Earlier this summer, we discussed a form of products liability called “failure to warn.” To recap, this is when a manufacturer does not take reasonable steps to inform consumers of the potential dangers its product carries. Think warning labels, instruction manuals and so on.

Usually, when someone is injured by a failure to warn, the product itself is not defective. Other times, the product causes harm because it was made negligently. This generally occurs in one of two ways: problems in the manufacturing stage and a defective design. Today, we will discuss design defects.

Unlike manufacturing defects, a design defect occurs before the business has even begun production. Thus, instead of a small percentage of a product being defective due to a problem on the assembly line, every one of the products created will be defective, making the risk to the public potentially much worse.

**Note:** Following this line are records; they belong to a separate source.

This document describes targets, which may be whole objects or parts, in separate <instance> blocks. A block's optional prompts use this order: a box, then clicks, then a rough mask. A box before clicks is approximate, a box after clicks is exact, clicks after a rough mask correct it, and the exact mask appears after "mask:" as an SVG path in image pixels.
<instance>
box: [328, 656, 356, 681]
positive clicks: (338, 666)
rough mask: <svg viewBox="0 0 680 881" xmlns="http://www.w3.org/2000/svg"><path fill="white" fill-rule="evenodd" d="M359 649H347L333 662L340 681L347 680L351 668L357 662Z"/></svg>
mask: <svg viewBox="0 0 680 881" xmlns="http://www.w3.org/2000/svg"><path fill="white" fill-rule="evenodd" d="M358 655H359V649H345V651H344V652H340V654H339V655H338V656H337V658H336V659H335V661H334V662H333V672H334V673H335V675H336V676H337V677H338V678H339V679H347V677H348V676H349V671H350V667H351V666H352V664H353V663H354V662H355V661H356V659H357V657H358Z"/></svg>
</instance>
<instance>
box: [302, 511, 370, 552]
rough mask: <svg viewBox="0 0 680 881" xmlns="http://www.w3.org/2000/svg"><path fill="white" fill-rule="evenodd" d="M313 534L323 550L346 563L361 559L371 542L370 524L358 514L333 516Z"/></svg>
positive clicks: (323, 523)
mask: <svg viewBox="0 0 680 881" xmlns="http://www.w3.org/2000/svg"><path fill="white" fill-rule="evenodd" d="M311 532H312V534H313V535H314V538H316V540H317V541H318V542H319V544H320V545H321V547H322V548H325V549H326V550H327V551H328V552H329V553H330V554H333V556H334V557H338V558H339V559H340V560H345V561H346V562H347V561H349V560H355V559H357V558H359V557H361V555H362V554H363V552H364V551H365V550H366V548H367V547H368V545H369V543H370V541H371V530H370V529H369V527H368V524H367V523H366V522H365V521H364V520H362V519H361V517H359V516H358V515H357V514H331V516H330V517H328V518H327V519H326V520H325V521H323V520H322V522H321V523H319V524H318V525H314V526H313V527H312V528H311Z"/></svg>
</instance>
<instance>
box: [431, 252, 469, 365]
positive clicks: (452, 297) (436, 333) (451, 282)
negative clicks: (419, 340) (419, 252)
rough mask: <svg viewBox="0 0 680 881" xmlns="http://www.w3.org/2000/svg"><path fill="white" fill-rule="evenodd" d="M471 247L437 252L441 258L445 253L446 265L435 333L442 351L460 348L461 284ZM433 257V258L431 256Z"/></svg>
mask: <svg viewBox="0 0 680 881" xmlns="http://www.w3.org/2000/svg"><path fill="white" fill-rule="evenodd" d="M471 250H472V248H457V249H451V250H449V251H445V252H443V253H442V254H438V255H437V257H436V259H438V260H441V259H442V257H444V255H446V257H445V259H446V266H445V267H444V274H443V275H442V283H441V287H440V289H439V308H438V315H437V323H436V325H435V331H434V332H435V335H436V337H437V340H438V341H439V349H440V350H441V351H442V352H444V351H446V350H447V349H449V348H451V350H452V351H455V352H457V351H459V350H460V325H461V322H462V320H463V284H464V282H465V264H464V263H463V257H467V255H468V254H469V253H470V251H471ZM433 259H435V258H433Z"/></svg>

To prove that a business created a defective design, an injured plaintiff must show several things to be true:

  • The design was unreasonably dangerous prior to the manufacturing phase
  • The design defect makes the product unsafe for its intended use
  • There was a safer alternative design available at the time of production
  • The product in question caused harm

When a manufacturer makes a defective product, often the public does not learn of the defect until several people get hurt. A recall can prevent future injuries, but those who were already harmed may need to turn to litigation. If enough people were victimized by a defectively designed product, a class-action lawsuit may be a possibility.